About check.cf
|
syntax
|
- Whitespace is generally ignored, unless otherwise noted.
- boldface denotes keywords.
- [brackets] denote optional keywords.
- Separators (|) denote mutually exclusive keywords.
- Comments begin with a # symbol, and may appear anywhere
except on the same line as a named
argument. Comments must be terminated with newlines.
<argname> : [a-zA-Z0-9\._-]+
<argvalue> : [^ \n\t][^\n]*
<interval> : "second[s]"|"minute[s]"|"hour[s]"|"day[s]"|"week[s]"
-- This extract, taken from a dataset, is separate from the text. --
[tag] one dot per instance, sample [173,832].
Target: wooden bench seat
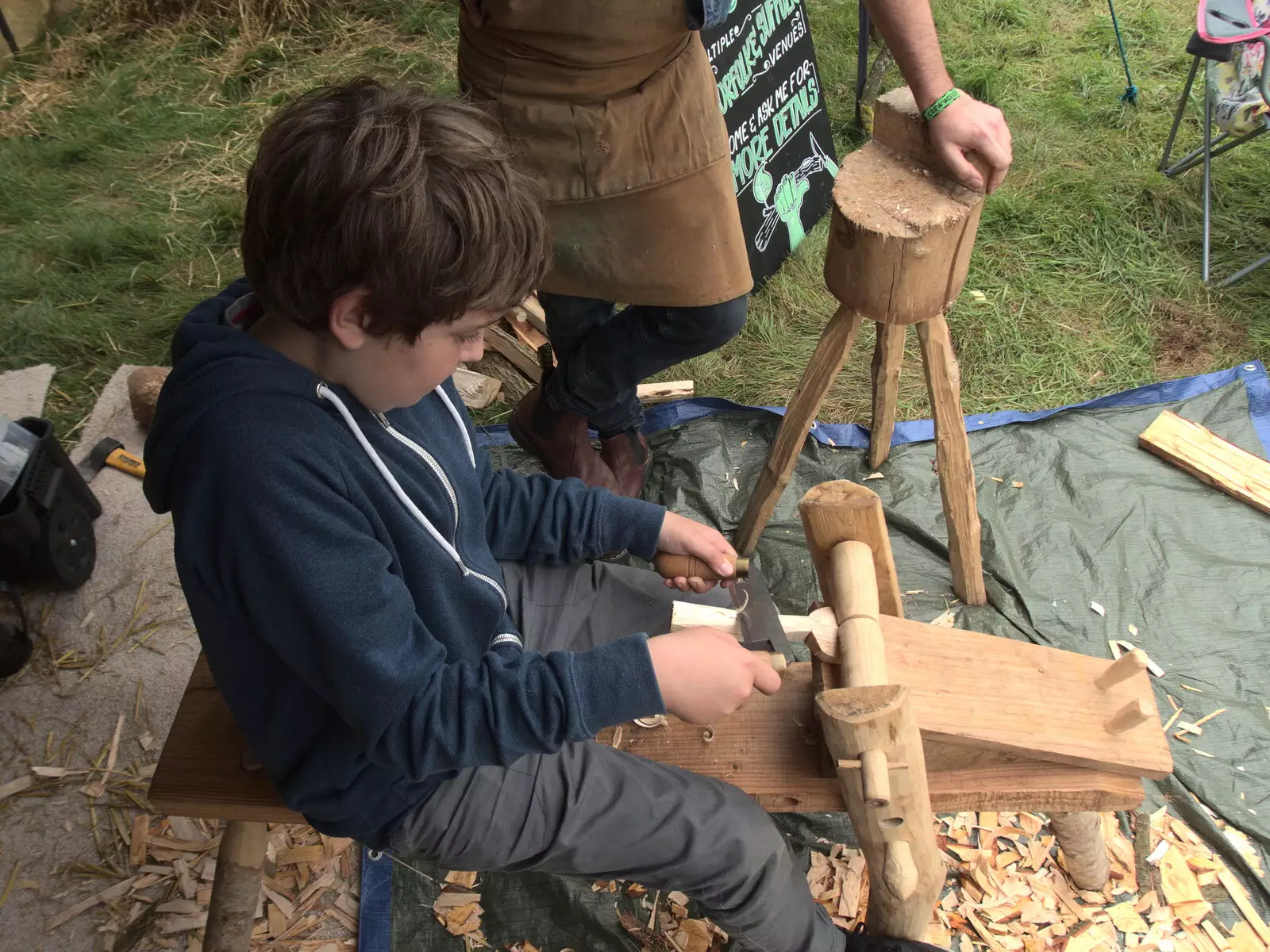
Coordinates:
[765,749]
<name> : [a-zA-Z0-9\.+%@_-]+
<number> : [0-9]+
For argvalue, trailing whitespace may be silently removed.
|
check.cf defines Checks,
which are used to monitor services that run on hosts, Composite Checks, which are Checks defined in
terms of other Checks, Fixes, which
are used to attempt to correct problems on hosts reported by Checks,
and Transports, which are used
to execute Checks and Fixes directly on remotely monitored hosts.
Checks
|
syntax
|
check <name> {
module <name> {
[<argname> <argvalue>]
[...]
}
[via scheduler | via <name>]
[check on <name> schedule]
[alert on <name> alertplan]
[fix with <name>]
[check all hosts]
[helpfile <name>]
[timeout <number> <interval>]
[result text significant]
}
default timeout <number> <interval>
default check via (<name> | scheduler)
|
About Checks
A check stanza defines the module to be executed for that
Check, the arguments (if any) to be passed to that module, and some
optional information related to it. A Check is executed for the
hosts defined in a group with the same name.
Dependencies
- The Schedule specified by the check keyword must be defined
in schedule.cf.
- The Alert Plan specified by the alert keyword must be defined
in schedule.cf.
- The Transport specified by the via keyword must be defined
first in a transport stanza.
- The Fix specified by the fix with keyword must be defined
first in a fix stanza.
Check Stanza Keywords
check <name>
|
Define a new Check. When a host Group is
defined with the same name as a Check, then the Check will be
run for those hosts. (But see check
all hosts, below.)
|
module <name>
|
Specify the name of the module to run. Check modules are expected
to be found in $MODDIR/check/modulename (where
$MODDIR is by default $INSTDIR/mod).
Arguments passed to the module are specified as name/value pairs,
with one pair per line. The specific arguments for each module are
described in the module's documentation. # symbols are treated
as part of the argument, not as a comment.
|
via scheduler
via <name>
|
Indicate where the Check runs. Checks run via scheduler are
executed on the scheduler host. This is useful for Checks that
follow a client-server model, such as testing an HTTP server or
querying an SNMP daemon. This is the default.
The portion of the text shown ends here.